The dedicated vision models can be run on much cheaper hardware, including smartphones, than the big models that can process images besides text.

Similarly, besides bigger multimodal models, that can accept audio, images or text as imput, there are smaller open-weights models that are dedicated for speech recognition, e.g. Xiaomi MiMo-V2.5-ASR and IBM granite-speech-4.1-2b.

Depends on your use case. My procuction runs satisfactory on a local docling-serve ( https://github.com/docling-project/docling-serve ), but that is mostly easy relatively clean scans of decently typeset documents with some typical scanning artefacts.
The qwen models not only have good OCR, they will describe pictures to you.
They not not only describe pictures. They can analyze pictures. Detect anomalies. Create 3d models out of it.
Anyone wanna do a quick offline MVP on a general vision assistant for the blind? We've had things like Google Lens for a while, but it's a bit vision and touchscreen-centric.
API for Mythos and GPT Cyber are circulating in the market (That's also why we can use Claude and GPT in China).
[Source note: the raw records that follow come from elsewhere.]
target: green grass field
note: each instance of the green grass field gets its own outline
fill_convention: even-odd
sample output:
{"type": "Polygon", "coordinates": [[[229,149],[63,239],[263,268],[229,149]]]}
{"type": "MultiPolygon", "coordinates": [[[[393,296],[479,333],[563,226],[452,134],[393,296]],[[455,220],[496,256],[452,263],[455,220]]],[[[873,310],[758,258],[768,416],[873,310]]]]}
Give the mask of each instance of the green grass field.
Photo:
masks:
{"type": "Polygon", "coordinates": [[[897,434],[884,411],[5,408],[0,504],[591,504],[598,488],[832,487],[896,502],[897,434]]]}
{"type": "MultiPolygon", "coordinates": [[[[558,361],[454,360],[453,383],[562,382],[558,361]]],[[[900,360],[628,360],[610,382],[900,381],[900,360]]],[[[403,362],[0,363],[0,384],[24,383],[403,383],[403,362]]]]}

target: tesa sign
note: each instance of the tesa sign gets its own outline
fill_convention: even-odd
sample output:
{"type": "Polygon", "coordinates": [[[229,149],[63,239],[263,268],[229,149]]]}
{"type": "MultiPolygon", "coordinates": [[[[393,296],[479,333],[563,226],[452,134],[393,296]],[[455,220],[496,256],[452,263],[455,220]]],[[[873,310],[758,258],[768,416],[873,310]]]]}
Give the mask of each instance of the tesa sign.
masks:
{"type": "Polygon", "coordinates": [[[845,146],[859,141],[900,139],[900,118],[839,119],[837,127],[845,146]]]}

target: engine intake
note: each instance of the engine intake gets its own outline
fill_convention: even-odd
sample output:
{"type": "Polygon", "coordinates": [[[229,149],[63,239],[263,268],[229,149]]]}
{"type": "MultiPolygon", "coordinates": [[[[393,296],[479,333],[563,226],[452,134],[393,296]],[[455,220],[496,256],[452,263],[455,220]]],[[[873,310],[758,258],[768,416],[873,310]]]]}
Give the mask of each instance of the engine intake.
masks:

The open source community has been advancing subscription engineering for a long time, and I don't think Anthropic or OpenAI have any technical advantage in this field.
Huh? Why would Apple not want you to be able to run local models? They have very deliberately stayed the hell away from this space.
The conspiracy angle here is not really relevant. Ram is expensive and they're gearing up for M5 studios. Not the illuminati keeping better LLM models out of your hands.
They did decrease the memory bandwidth for.... reasons... which didn't make much sense.. but yeah this is some pretty weird conspiracy stuff.

Apple doesn't even sell a model. They just have a deal to use Googles. They can't "protect" their cloud version of a model they don't have.

You think Apple doesn't want you to use local models?

That's an interesting way to view the world. I mean, utterly stupid as it is, but interesting.

But the previous sentence is even stupider (a Perl script 10 years ago could write code like Qwen does now?), so I guess at least it's consistent.